A reaction has this proposed mechanism: Step 1 (fast, reversible): $B{r}_2(g)\rightleftharpoons 2Br(g)$ (intermediate $Br$) Step 2 (slow): $Br(g)+H_2(g)\to HBr(g)+H(g)$ (intermediate $H$) Step 3 (fast): $H(g)+B{r}_2(g)\to HBr(g)+Br(g)$ Derive the rate law for this overall reaction.

1. The RDS is the slow step (step 2), so write its elementary rate law: $\text{rate}=k_2[Br][H_2]$.
2. $Br$ is an intermediate from the fast pre-equilibrium step 1, so substitute it using the pre-equilibrium approximation: $k_1[B{r}_2]=k_{-1}[Br{]}^2⟹[Br]={\left(\frac{k_1}{k_{-1}}[B{r}_2]\right)}^{1/2}$.
3. Substitute $[Br]$ into the RDS rate law: $$\text{rate}=k_2{\left(\frac{k_1}{k_{-1}}[B{r}_2]\right)}^{1/2}[H_2]=k[B{r}_2{]}^{1/2}[H_2]$$ where $k=k_2{\left(\frac{k_1}{k_{-1}}\right)}^{1/2}$ is the overall rate constant.
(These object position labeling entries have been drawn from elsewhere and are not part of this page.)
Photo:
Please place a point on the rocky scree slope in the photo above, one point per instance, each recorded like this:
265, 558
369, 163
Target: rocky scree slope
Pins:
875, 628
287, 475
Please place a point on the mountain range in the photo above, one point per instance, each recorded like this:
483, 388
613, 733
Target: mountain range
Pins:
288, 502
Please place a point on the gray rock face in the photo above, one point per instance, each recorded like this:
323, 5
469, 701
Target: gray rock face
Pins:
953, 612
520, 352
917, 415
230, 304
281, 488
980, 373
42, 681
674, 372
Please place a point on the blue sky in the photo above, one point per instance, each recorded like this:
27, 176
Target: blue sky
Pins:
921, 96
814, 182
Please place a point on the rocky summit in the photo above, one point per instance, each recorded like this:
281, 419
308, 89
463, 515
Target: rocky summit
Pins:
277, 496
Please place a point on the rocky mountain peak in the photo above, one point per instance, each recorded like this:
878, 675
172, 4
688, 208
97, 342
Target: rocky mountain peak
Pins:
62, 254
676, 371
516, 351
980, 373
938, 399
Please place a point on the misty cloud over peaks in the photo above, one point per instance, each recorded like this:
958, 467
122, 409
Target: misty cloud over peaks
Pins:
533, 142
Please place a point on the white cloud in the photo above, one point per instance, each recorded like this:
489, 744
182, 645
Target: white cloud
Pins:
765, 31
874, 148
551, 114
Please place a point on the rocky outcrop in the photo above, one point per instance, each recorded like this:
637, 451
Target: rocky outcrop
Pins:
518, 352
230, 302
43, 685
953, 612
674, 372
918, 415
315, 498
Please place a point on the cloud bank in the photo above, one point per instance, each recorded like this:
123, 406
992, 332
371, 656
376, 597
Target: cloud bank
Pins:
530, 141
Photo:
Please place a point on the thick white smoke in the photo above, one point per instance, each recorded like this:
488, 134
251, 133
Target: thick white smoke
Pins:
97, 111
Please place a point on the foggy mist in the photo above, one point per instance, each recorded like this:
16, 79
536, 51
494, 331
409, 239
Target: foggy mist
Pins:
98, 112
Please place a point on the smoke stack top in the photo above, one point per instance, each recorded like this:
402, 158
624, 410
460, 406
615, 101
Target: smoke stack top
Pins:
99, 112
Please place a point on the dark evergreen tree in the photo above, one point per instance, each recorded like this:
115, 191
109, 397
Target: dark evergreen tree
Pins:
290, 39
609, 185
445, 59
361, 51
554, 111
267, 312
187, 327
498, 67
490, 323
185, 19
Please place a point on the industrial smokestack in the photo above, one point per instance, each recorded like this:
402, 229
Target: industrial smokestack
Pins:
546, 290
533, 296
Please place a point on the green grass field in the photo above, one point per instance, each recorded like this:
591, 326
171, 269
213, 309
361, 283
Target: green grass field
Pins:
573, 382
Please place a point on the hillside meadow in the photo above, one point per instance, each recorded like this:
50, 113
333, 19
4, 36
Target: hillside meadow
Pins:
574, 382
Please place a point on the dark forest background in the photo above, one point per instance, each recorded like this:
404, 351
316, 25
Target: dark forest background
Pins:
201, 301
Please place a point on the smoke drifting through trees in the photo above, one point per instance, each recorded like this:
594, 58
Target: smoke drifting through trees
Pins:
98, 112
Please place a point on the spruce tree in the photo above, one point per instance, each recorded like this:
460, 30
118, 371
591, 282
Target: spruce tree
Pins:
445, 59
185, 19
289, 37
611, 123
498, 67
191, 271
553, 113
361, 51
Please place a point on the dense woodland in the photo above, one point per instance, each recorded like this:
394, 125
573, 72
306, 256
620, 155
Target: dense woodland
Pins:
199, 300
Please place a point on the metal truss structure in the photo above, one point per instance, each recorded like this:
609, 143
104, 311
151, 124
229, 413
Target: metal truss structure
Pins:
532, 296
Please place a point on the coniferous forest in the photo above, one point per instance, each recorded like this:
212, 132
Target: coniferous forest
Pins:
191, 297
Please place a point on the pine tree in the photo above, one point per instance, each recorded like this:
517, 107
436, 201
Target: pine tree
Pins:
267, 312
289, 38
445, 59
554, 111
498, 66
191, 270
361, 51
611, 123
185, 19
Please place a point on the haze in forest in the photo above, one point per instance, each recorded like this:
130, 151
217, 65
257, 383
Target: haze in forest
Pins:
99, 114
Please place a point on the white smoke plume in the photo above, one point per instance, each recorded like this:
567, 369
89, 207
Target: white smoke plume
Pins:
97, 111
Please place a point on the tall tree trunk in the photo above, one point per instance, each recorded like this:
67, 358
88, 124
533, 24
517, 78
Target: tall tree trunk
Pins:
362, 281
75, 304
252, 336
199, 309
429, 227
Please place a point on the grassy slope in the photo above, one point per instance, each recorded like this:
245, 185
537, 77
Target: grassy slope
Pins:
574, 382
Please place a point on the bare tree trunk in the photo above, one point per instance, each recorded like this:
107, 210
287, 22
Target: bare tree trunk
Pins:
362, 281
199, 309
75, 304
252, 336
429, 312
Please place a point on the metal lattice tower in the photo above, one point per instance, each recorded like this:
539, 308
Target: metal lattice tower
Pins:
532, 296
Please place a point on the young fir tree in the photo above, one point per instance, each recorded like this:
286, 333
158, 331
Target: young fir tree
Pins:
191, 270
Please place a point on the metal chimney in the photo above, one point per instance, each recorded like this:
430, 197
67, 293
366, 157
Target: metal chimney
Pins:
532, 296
Exam tip: When asked to confirm if a proposed mechanism matches an experimental rate law, always start with the RDS, substitute intermediates, then compare. AP exam graders require this order of working to award full credit.

5. Common Pitfalls (and how to avoid them)

• Wrong move: Writing a rate law for the overall reaction directly from its stoichiometry (e.g., for $2NO+O_2\to 2N{O}_2$, writing $\text{rate}=k[NO{]}^2[O_2]$ just from stoichiometry). Why: Students confuse the rule for elementary reactions with the rule for overall reactions, since the rate law often matches by coincidence in examples. Correct move: Only write rate law from stoichiometry if the step is explicitly stated to be elementary; for all overall reactions, rate law must come from experiment or the mechanism's RDS.
• Wrong move: Classifying a catalyst as an intermediate because neither appears in the overall reaction. Why: Students only remember that both are canceled from the net reaction, so they mix up the classification. Correct move: Always track order of appearance: produced first then consumed = intermediate; consumed first then produced = catalyst.
• Wrong move: Leaving an intermediate concentration term in the final overall rate law. Why: Students forget that intermediates are not starting reactants, so their concentration is dependent on reactant concentrations. Correct move: Always substitute any intermediate that appears in the RDS using the pre-equilibrium approximation to replace it with reactant concentration terms.
• Wrong move: Assuming the RDS must be the first step in the mechanism. Why: Most introductory examples have RDS as the first step, so students get used to this pattern. Correct move: Always use the labeled slow step as the RDS, regardless of its position in the mechanism.
• Wrong move: Eliminating a mechanism with a termolecular step on MCQ because termolecular steps are rare. Why: Students overgeneralize the "rare" label to "impossible". Correct move: Termolecular steps are rare but possible; only eliminate the mechanism if it conflicts with the experimental rate law.
• Wrong move: Adding the exponents from all elementary steps to get the overall reaction order. Why: Students assume all steps contribute equally to the overall rate. Correct move: Only the RDS exponents (after substituting intermediates) determine the overall rate order.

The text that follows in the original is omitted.